In 1789 there was a station of border guards in Friedrichshof. It was shut down in 1824. From 1849 to 1852, house nu\mber 2 belonging to Josef Vogel was rented by the k.k. [imperial and royal] customs guards for "40 Filler" [100 Filler = 1 Forint.] Ferdinand Portner is mentioned as miller between 1806-1809. In 1850 the mill was purchased by a new owner named Landkammer whose descendants operated it until the expulsion. He also built the chapel opposite and the sawmill in 1896. Until the 17th centuryt In the meadow beneath and behind the mill as far as the animal preserve [Tiergarten] there was a pond and dam over which the present road leads. Below the meadow close to house number 2 there once was a fishpond and a fisherman's house. On November 20, 1913, while excavating a ditch not far from a forest and in the meadow east of the village, the cottagers Simon and Kästner discovered a treasure of 17 silver coins and many glass pearls. The coins had probably be[en contained in a pursed trimmed with the glass pearls -- which was once a popular fashion.
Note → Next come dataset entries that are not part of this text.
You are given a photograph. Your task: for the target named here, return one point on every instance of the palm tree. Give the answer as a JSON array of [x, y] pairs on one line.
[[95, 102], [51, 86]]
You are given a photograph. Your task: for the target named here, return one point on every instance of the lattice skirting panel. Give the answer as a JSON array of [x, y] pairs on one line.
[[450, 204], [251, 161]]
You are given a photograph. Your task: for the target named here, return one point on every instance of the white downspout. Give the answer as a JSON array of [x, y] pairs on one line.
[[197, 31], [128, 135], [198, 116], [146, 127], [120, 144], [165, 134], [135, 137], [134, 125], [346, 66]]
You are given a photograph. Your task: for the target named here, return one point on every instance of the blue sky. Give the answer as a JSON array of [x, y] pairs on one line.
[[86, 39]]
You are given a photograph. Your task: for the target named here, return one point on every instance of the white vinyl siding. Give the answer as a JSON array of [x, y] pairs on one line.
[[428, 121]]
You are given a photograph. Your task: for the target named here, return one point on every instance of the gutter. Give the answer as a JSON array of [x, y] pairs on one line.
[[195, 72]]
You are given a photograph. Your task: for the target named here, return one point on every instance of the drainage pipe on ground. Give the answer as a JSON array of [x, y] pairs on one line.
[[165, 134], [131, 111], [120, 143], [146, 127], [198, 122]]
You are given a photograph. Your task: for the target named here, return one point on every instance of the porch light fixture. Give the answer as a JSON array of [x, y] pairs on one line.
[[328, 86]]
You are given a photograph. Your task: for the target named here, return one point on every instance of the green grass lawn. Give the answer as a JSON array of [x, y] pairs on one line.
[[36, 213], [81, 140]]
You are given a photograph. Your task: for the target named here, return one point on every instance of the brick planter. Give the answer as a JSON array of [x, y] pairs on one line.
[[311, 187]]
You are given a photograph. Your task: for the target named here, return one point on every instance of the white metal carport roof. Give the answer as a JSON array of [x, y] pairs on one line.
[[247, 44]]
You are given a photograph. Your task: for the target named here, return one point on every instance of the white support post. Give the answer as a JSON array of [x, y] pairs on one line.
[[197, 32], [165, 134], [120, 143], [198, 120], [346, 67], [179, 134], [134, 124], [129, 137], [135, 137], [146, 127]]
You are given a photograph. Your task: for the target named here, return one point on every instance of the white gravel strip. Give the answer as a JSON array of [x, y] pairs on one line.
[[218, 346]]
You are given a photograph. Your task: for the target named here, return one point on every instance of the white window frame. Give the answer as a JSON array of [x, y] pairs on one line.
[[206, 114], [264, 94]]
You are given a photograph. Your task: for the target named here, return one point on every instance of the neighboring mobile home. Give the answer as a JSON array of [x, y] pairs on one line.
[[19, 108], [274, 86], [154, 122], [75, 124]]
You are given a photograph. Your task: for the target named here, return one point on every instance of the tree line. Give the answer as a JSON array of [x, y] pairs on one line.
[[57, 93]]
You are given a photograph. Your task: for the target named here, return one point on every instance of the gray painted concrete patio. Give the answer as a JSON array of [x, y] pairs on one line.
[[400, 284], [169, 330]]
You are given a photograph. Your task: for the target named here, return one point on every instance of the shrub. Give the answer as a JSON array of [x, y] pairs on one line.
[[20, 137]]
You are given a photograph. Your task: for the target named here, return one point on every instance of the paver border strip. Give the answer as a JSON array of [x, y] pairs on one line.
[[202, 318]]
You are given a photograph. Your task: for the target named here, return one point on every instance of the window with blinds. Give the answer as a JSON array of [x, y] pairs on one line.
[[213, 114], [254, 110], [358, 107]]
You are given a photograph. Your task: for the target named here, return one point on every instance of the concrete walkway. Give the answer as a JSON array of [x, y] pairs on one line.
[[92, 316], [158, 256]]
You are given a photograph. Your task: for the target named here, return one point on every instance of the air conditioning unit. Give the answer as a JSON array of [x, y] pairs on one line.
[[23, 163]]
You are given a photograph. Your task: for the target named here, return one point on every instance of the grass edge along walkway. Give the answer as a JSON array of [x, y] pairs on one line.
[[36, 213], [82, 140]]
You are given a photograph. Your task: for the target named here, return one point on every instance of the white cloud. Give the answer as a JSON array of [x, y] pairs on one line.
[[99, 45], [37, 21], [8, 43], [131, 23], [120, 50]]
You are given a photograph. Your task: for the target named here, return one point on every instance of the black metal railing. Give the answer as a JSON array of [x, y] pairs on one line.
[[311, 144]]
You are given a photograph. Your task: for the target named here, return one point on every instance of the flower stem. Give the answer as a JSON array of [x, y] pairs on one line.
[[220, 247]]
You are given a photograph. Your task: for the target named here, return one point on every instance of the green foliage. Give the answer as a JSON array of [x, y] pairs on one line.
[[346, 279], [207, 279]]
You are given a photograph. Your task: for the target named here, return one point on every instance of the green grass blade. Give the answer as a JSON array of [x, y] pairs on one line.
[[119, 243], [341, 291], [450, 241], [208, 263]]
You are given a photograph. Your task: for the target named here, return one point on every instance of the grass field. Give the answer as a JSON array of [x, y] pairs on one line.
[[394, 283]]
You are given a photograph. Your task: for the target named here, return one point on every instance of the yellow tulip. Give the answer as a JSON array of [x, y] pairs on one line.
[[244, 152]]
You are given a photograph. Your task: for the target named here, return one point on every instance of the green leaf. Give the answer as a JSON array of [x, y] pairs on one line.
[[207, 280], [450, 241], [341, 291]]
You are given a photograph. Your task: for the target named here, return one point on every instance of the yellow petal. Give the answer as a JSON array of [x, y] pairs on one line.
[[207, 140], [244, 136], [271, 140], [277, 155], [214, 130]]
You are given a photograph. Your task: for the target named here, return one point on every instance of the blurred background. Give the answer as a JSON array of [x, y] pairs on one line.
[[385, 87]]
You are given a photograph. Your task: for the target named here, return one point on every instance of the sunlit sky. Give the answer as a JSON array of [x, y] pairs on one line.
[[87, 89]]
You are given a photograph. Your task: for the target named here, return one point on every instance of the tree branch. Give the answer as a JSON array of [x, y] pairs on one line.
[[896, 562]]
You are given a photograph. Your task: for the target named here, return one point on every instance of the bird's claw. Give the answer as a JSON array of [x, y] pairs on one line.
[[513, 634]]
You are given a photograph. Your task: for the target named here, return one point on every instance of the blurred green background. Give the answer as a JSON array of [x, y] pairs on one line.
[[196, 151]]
The coins were of different sizes with some being more than four centimeters in diameter. They were from the years 1568-1625 and had been issued by Georg, Duke of Saxony, by the Holy Roman Emperor, and by the King of Spain. One coin had the inscription: "Dominus mihi adjutor." The coins may have been buried here during the Thirty Years War to prevent them from falling into enemy hands but the owners did not live to recover them. If anyone of these coins still exist it would be known by Josef Simon in house number 6 who was thought to have three of them.

The post office for Friedrichshof was at Ronsperg and then, in 1904, it became Schwarzach. From 1939-1946 the post office was in Waier. There was a steam-driven sawmill in the forest between Friedrichshof and Schnaggenmühle. It was built by Baron Beck from Muttersdorf and was in operation between 1858-1870. When the sawmill was removed a residence located there became the gamekeeper's house until it, too, was removed in 1910. The forest-clearing marking the site is still called "Die alte Maschine" [the old - former - machine]. Another house was built there during the 1920s.

The names of the fields around Friedrichshof were: Kühtriffl, Jägerhut [hunter's hat], Euloh, Weiherwiese [pond meadow], Buchschachtel [book box], Steinerner Tisch [stone table] und Fuhrmandl.

Based on extracts from the history by Johann Micko and recorded by Margaret Burkhardt. Accordingly, three men from Friedrichshof gave their lives in the war of 1914-1918: Michael Rewitzer of house number 4, Josef Spörl of house number 11 and karl Holm from house number 16.